Искусство для Дасгупты обладает не меньшей, чем философия, значимостью по той причине, что оно является одним из способов выражения и реализации тех душевных движений, которые приводят также и к возникновению религии. «Очевидно, что задачей художника в Индии, изображающего богов, было не имитировать красоту и великолепие человеческих форм, как это было у греков, но дать выражение духовному посланию, которое содержат формы богов»[268]. В этом искусство не отличалось кардинально не только от религии, но и от философии, хотя различие искусства и философии Дасгупта видел в том, что вторая всегда оперирует словами или какими-то другими знаками и свое знание вне символов представить не может, тогда как первое сравнительно легко обходится без знаков и, более того, дает истину самодостаточную. Истина искусства, как и истина религии, не нуждается ни в каких внешних подтверждениях и сама является гарантом своей подлинности. Восприятие прекрасного, подобно восприятию религиозно истинного, – несомненно: «Этот опыт отличен от всех других переживаний наслаждения и свидетельствует о себе прямо и неопровержимо»[269].

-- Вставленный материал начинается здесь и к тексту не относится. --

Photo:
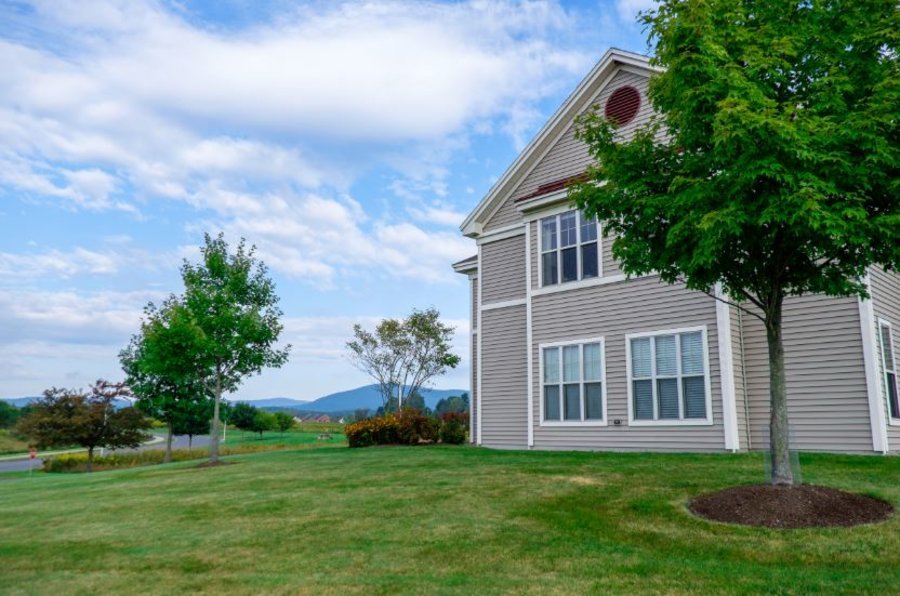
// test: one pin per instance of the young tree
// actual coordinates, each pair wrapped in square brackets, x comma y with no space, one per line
[283,422]
[771,169]
[167,384]
[191,418]
[263,421]
[403,356]
[91,420]
[233,305]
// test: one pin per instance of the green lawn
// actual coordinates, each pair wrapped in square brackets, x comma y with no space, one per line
[432,519]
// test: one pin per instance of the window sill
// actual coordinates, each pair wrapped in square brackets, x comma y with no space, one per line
[574,423]
[688,422]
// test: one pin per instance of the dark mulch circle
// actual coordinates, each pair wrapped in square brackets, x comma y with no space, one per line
[804,506]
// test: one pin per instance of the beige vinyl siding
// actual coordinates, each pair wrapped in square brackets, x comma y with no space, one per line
[504,382]
[569,156]
[612,311]
[474,285]
[473,393]
[885,290]
[740,393]
[825,375]
[610,265]
[503,269]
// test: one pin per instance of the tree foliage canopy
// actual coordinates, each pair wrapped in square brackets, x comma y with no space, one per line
[404,355]
[91,420]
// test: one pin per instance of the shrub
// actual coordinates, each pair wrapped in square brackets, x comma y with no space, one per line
[409,427]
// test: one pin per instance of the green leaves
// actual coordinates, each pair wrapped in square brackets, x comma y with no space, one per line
[778,173]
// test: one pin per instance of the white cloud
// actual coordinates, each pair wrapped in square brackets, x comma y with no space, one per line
[628,9]
[135,100]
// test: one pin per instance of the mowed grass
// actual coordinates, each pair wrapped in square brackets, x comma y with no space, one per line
[433,520]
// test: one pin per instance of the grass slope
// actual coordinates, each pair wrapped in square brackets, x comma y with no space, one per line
[433,520]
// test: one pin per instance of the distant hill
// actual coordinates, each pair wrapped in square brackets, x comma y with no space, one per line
[20,401]
[276,402]
[367,397]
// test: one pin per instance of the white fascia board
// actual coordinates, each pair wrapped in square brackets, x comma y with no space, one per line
[610,59]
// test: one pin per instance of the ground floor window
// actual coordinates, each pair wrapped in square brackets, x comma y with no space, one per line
[573,382]
[668,376]
[889,366]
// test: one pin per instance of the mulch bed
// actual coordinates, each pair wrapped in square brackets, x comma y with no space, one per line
[804,506]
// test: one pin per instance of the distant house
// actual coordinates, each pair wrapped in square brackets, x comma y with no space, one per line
[569,353]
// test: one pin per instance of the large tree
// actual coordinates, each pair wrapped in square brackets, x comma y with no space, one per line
[166,381]
[771,168]
[234,309]
[91,420]
[404,355]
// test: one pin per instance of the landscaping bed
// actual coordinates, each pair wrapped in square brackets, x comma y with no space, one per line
[804,506]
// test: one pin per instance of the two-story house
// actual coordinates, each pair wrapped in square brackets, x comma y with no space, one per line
[569,353]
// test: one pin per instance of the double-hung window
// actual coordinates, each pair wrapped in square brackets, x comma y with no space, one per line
[668,377]
[570,248]
[573,383]
[889,366]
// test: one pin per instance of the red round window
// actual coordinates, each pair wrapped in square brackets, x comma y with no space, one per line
[622,105]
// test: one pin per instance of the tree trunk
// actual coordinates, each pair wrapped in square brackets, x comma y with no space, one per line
[214,433]
[168,457]
[779,438]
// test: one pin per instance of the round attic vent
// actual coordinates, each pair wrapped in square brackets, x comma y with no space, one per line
[622,105]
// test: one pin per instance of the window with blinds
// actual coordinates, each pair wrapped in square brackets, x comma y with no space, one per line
[570,248]
[573,382]
[889,366]
[668,377]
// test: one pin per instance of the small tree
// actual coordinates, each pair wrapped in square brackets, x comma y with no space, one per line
[283,422]
[166,383]
[772,167]
[91,420]
[192,418]
[234,308]
[403,356]
[263,421]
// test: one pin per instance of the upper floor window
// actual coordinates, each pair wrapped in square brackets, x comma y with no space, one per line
[668,377]
[569,248]
[573,382]
[889,366]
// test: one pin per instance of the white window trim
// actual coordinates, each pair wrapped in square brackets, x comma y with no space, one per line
[580,343]
[706,377]
[891,420]
[559,248]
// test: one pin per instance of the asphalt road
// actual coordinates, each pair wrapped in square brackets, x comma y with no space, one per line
[178,442]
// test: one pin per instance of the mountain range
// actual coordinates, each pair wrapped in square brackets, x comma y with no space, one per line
[366,397]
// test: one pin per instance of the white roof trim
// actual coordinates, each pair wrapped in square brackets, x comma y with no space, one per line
[612,59]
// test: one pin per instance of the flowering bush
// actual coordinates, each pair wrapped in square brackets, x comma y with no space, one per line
[409,427]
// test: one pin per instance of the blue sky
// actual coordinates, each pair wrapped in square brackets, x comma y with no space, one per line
[346,140]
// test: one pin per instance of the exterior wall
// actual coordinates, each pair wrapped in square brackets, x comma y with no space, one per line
[504,384]
[885,290]
[569,156]
[740,389]
[611,311]
[503,264]
[825,376]
[473,350]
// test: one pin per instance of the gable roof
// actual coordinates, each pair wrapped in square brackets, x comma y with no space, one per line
[602,72]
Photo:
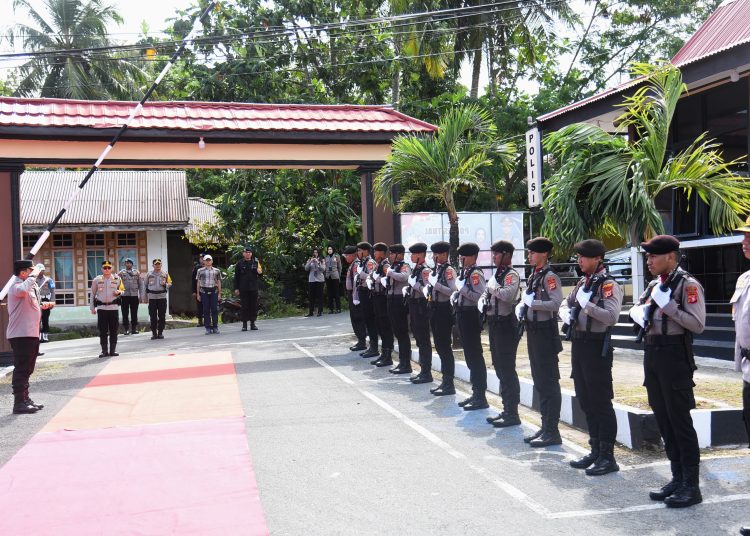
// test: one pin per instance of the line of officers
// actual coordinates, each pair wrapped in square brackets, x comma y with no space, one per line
[387,295]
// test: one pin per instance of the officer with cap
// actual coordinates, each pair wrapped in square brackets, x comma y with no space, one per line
[441,286]
[470,286]
[397,276]
[588,314]
[106,289]
[669,312]
[419,314]
[499,301]
[538,310]
[131,297]
[352,296]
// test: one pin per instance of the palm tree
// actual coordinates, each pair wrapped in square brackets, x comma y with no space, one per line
[72,28]
[438,166]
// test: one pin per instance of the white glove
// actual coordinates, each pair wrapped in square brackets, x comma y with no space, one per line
[661,297]
[583,297]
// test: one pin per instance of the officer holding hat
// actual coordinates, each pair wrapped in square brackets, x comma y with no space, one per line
[669,312]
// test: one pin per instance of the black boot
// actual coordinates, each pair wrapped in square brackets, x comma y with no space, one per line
[689,492]
[585,461]
[670,487]
[605,463]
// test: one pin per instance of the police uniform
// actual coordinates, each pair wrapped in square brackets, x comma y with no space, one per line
[105,301]
[668,368]
[589,313]
[501,297]
[471,286]
[419,316]
[397,277]
[544,295]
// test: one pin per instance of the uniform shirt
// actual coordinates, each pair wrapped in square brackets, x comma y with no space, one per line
[741,313]
[602,310]
[24,312]
[103,289]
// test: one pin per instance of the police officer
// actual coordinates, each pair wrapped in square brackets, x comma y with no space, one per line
[538,311]
[441,286]
[419,314]
[157,284]
[106,289]
[397,277]
[246,274]
[352,296]
[470,286]
[500,299]
[588,314]
[670,311]
[131,297]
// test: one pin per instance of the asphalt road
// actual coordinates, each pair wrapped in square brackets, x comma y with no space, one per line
[340,447]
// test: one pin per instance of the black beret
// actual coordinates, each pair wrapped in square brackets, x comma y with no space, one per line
[440,247]
[468,249]
[503,246]
[661,244]
[540,245]
[590,248]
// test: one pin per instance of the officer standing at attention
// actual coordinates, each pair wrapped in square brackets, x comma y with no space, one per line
[131,297]
[500,299]
[157,284]
[670,311]
[419,314]
[588,314]
[106,289]
[470,286]
[209,290]
[352,296]
[246,274]
[397,277]
[538,309]
[442,285]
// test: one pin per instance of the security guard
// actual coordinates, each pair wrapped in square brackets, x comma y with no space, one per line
[588,314]
[157,284]
[538,310]
[442,285]
[471,285]
[500,299]
[419,314]
[669,312]
[106,289]
[397,277]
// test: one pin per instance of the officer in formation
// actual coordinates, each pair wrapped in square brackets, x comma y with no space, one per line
[106,289]
[131,297]
[246,274]
[396,283]
[470,287]
[588,314]
[669,312]
[157,284]
[499,300]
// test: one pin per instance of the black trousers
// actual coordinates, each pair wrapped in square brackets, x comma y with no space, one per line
[334,296]
[544,344]
[419,318]
[249,301]
[107,322]
[129,305]
[398,314]
[669,384]
[441,324]
[470,329]
[157,313]
[503,333]
[592,378]
[25,352]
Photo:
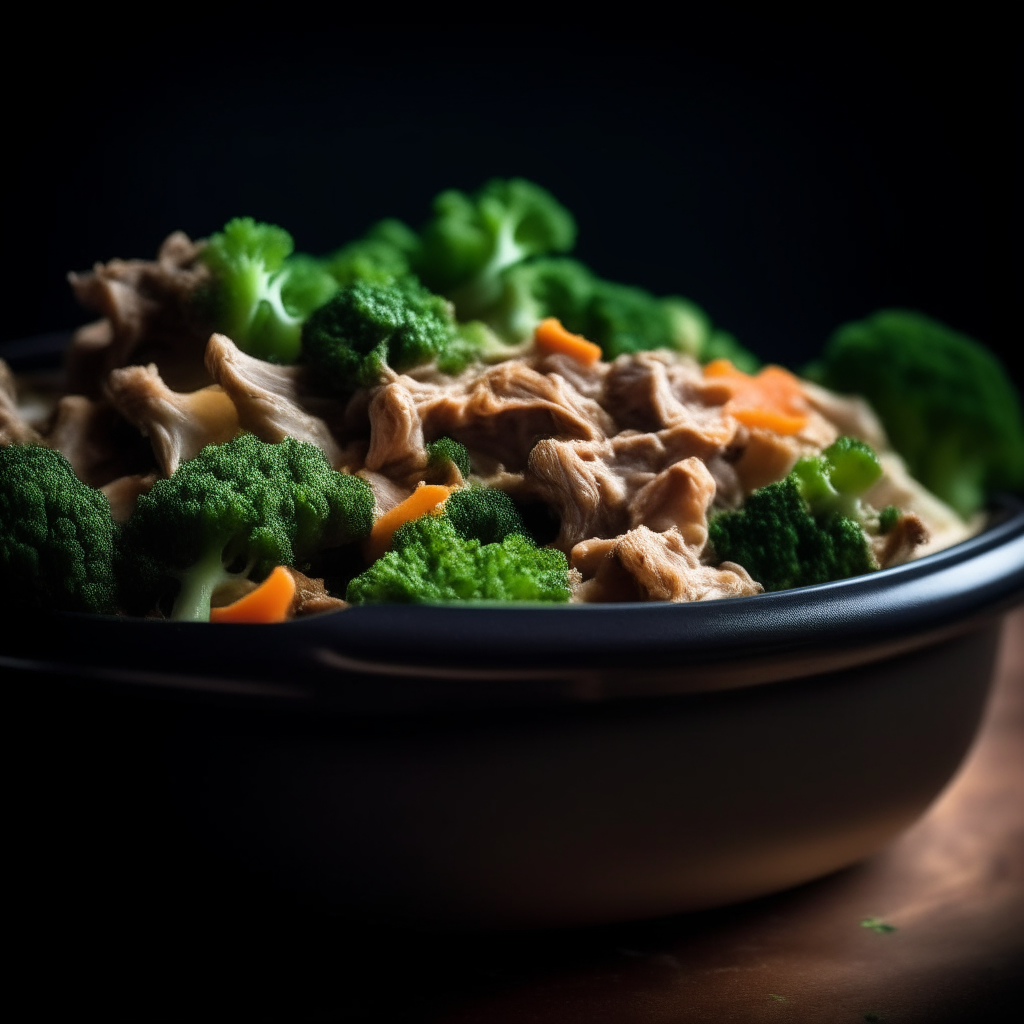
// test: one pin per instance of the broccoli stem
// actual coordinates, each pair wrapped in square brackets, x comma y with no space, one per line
[198,585]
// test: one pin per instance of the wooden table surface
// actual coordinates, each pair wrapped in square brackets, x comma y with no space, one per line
[947,899]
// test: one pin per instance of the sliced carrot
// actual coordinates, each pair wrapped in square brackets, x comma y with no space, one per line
[724,368]
[267,603]
[425,499]
[773,398]
[769,420]
[552,337]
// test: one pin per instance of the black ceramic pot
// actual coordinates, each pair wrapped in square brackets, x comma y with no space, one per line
[513,766]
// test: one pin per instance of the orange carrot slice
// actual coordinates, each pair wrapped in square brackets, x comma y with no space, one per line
[552,337]
[772,399]
[425,499]
[267,603]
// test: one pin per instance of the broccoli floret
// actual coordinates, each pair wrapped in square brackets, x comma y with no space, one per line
[445,450]
[472,240]
[56,536]
[617,317]
[367,326]
[431,562]
[384,254]
[259,296]
[245,505]
[483,514]
[809,527]
[945,400]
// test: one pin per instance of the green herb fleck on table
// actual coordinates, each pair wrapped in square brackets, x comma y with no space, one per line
[878,925]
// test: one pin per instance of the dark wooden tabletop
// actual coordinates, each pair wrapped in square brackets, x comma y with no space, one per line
[929,930]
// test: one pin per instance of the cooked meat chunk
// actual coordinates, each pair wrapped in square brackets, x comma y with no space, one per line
[677,499]
[387,494]
[311,596]
[97,440]
[148,313]
[901,542]
[652,390]
[13,429]
[897,487]
[396,445]
[850,415]
[178,425]
[268,398]
[123,494]
[588,380]
[506,409]
[593,485]
[649,566]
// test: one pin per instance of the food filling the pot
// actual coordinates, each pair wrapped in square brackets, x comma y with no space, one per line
[459,414]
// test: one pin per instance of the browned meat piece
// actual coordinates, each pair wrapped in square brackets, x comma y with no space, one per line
[507,409]
[851,415]
[97,440]
[387,494]
[648,566]
[268,397]
[123,494]
[640,393]
[897,487]
[901,542]
[588,380]
[396,445]
[311,597]
[178,425]
[767,457]
[13,430]
[677,499]
[593,485]
[148,316]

Индийское же искусство отличается от искусства всех других регионов, по мнению Дасгупты, своей исключительной многозначностью и суггестивностью, наличием во всех произведениях художественного гения более или менее глубокого и обширного скрытого смысла, который проявляется во всех, даже самых мелких деталях (например, в положении пальцев скульптурного изображения), поэтому творения индийских деятелей искусства – это не столько выражение подлинного облика или подлинной речи героев (хотя в изобразительном искусстве портретное сходство часто имело место), сколько реализация в грубой материи внутреннего мира изображаемых людей, преломленного через внутренний мир самого художника или поэта.

Различие религиозного переживания и эстетического опыта – только количественное. Искусство, как и религия, – это созерцание предмета, лишенное личной заинтересованности и не вызванное никакими утилитарными побуждениями, а следовательно, абсолютно бесполезное для практических целей. Отличие между этими двумя формами деятельности состоит в том, что «в искусстве духовный принцип трансформирует только чувственное содержание и открывает себя с обусловленными этим содержанием ограничениями, тогда как в религии трансформация захватывает личность всецело»[270].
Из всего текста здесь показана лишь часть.